UNA FOTO POR OTRA
A San Baudelio en Rolls Royce
¿Quién, con el colegio, el instituto, por libre o por iniciativa de una asociación de amigos o de una sociedad de excursionistas, no ha viajado en automóvil a Casillas de Berlanga para ver, in situ, la “capilla sixtina” o la “altamira” del románico hispano? Sin embargo, difícil es que lo hiciera en 1919, en un coche de alta gama como aquel, y en compañía de un duque, de un marqués y de un senador del Reino que además era catedrático de Historia del Arte
No, en la fotografía que hoy nos ilustra, como tantas veces cedida por Tomás Pérez Frías, no hay más vehículo que ocho o diez semovientes cabritas –si es que su bravío natural permitiera su monta–, que pastan entre las rocas. Lo hacen al desdén o en completa indiferencia del extraño grupo que posa, al igual que otros habrían hecho antes y muchos más harán con posterioridad, al frente del roquedo y del inhiesto castillo que sobre el nace. La foto nos la envió el amigo-coleccionista hace unos días por teléfono, y la recibimos, casualidad de casualidades, cuando el autobús que nos llevaba a Madrid acababa de dejarnos ver a través de sus ventanillas el remozado castillo de Torija. No dudamos ni un segundo en identificar al insigne profesor Elías Tormo Monzó rodeado de otros colegas y de excelsos alumnos de la Universidad, de la Residencia de Estudiantes y del Centro de Estudios Históricos. Ni de la procedencia del documento, tan relacionado con otros que Celia Borobia salvó del camión de la basura y, por amor a su “señorita” querida, nos regaló tiempo ha para que con ellos hiciéramos lo que nos viniera en gana. Pero el castillo delante del cual se había retratado tanta sabiduría, nos alentaba dudas enormes. El fiel amigo nos wasapeó que Torija no, que era el de Caracena, a lo que, sin mucha convicción, respondimos que tampoco parecía. La conversación indagatoria siguió días después, ya en Soria, en la “plaza roja”, al pie del edificio descolorido de Ramón Martiarena; y surgió entonces una nueva localización: Magaña, castillo de Magaña.
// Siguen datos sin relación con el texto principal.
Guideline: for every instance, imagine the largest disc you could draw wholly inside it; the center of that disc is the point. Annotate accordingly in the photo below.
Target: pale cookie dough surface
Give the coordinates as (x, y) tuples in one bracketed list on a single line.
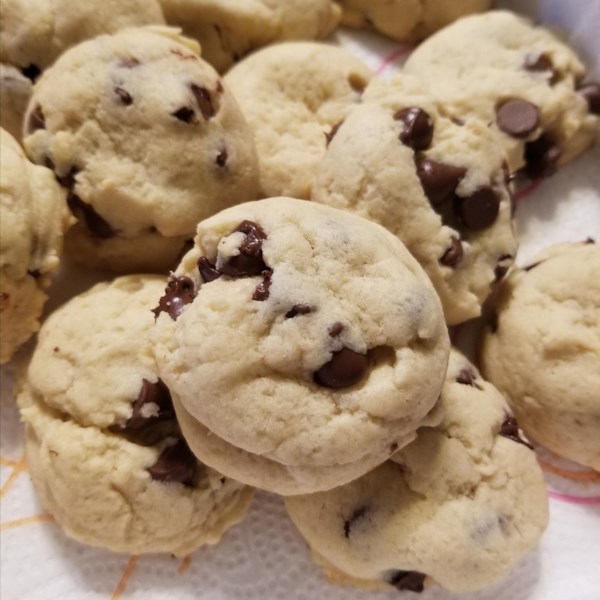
[(33, 218), (148, 141), (229, 29), (521, 78), (453, 214), (292, 95), (544, 354), (407, 20), (459, 506), (314, 341), (104, 451)]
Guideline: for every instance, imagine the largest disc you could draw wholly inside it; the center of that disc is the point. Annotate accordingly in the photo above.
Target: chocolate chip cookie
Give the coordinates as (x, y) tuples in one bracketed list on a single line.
[(147, 141), (525, 81), (104, 450), (33, 218), (302, 345), (293, 95), (458, 507), (436, 182), (542, 349)]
Las imágenes que nos servía Google tan pronto nos acercaban como nos alejaban de la real identificación, de ahí que buscáramos la asesoría de la inteligencia humana; y al poco, casi tan veloz como internet y en total ajuste con éste, Ángel Lorenzo [otro insigne estudioso soriano digno de una cita] nos libró de tan existencial duda: se trata del castillo de Alarcón, en Cuenca.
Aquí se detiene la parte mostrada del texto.